What should have happened is that all the solder has run nicely around the through holes and the pins have well and truly laid into the tracks on the board. Again clean using your toothbrush and check with a multi-meter and the camera for any track shorts.
You know I said that a couple of the through hole outer case pins were missing, well I added a couple of dabs of epoxy resin to make sure it stayed put. BE CAREFUL NOT TO GET RESIN IN THE SOCKET HOUSING!
Step 9: Reassemble and Test.
Remove the heat tape carefully ensuring you don't rip any components from the board. assemble the board back to the HDD. DO NOT forget the rubber shock that fits around the drive, it only fits snugly one way. Before you put back in its case just test it to make sure all is ok.
Assemble the lid with Samsung logo nearest the socket.
Now if you have diligently ploughed through this you should be rewarded with a healthy disk drive that does not keep dropping in and out.

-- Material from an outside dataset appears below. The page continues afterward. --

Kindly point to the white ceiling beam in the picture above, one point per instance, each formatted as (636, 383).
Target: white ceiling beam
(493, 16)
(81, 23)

Addendum. I have a confession to make. Before I started this I had no intention of repairing this drive. After all its only a terabyte[ Cant believe I'm saying this when I remember drives of 1 Meg] So I bought on Amazon another drive of 2 Terabytes. However when I came to throw this one in the bin I couldn't do it without trying a repair, after all what had I to lose, the sockets were 99p each and apart from a soldering iron and some tools it was worth a go. This has been a very good drive for the past couple of years and if I get another couple it would of been worth the gamble. Mind you even if I don't its been fun!.